Pendant un instant, j’ai pensé à la froisser et à partir. Mais au lieu de cela, j’ai soupiré, j’ai attrapé mon manteau et je me suis dirigée vers le café. Je l’ai tout de suite remarqué.
« Tu es courageux de m’avoir laissé un tel mot », lui ai-je dit en m’asseyant en face de lui.
« Courageux ou désespéré ? » répondit-il avec un sourire. « Je ne savais pas que tu viendrais. »
« Moi non plus », avouai-je.
« Teya, je dois tout t’expliquer. Ce qui s’est passé sur l’île… Au début, je ne comprenais pas les véritables intentions de Lana. Elle m’avait convaincu que c’était pour ton bien. Mais dès que j’ai compris ce qu’elle avait en tête, j’ai pris la clé USB et je te l’ai envoyée. »
Je restai silencieuse.

« Quand Lana m’a entraîné là-dedans, elle m’a dit que tu étais trop modeste pour publier ton livre toi-même », a poursuivi Eric. « Elle affirmait que tu ne croyais pas en ton talent et que tu avais besoin de quelqu’un qui te surprenne, qui te fasse passer à un niveau supérieur. Je pensais que je t’aidais. »

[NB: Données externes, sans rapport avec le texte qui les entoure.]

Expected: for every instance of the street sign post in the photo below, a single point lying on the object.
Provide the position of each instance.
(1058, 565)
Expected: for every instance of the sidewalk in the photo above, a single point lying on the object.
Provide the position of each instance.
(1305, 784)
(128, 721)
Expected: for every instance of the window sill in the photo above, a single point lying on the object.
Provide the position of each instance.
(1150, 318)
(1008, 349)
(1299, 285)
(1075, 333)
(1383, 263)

« Me surprendre ? » ai-je aboyé. « Tu veux dire voler mon travail dans mon dos ? »
« C’est ce que je pensais au début. Quand elle m’a dit la vérité, j’ai pris la clé USB et je suis parti à ta recherche, mais tu étais déjà partie. »
« Ce que j’ai entendu n’était pas ce que je pensais ? »
« C’est vrai. Teya, je t’ai choisie dès que j’ai compris la vérité. »
Je laissai le silence nous envelopper, m’attendant à ce que la colère familière resurgisse. Mais elle ne vint pas. Les manipulations de Lana appartenaient au passé, et le livre avait été publié selon mes règles.
« Tu sais, elle t’a toujours enviée », a dit Eric doucement, rompant le silence. « Même à l’université, elle se sentait éclipsée. Cette fois-ci, elle a vu une opportunité et a profité de notre confiance pour prendre ce qui ne lui appartenait pas. »
« Et maintenant ?
« Elle a disparu. Elle s’est échappée de tous les cercles que je connais. Elle n’a pas pu supporter les conséquences lorsque j’ai refusé de soutenir son mensonge. »
« Tu as pris la bonne décision. Ça veut dire quelque chose. »

« Ça veut dire que tu vas me donner une deuxième chance ? »
« Un seul rendez-vous », dis-je en levant le doigt. « Ne le gâche pas. »
Son sourire s’élargit encore. « Marché conclu. »
En quittant le café, je me suis surprise à sourire. Ce rendez-vous en a entraîné un autre, puis un autre. Et voilà que je suis tombée amoureuse. Et cette fois, ce n’était pas à sens unique. Ce qui avait commencé par une trahison s’est transformé en une relation fondée sur la compréhension, le pardon et, oui, l’amour.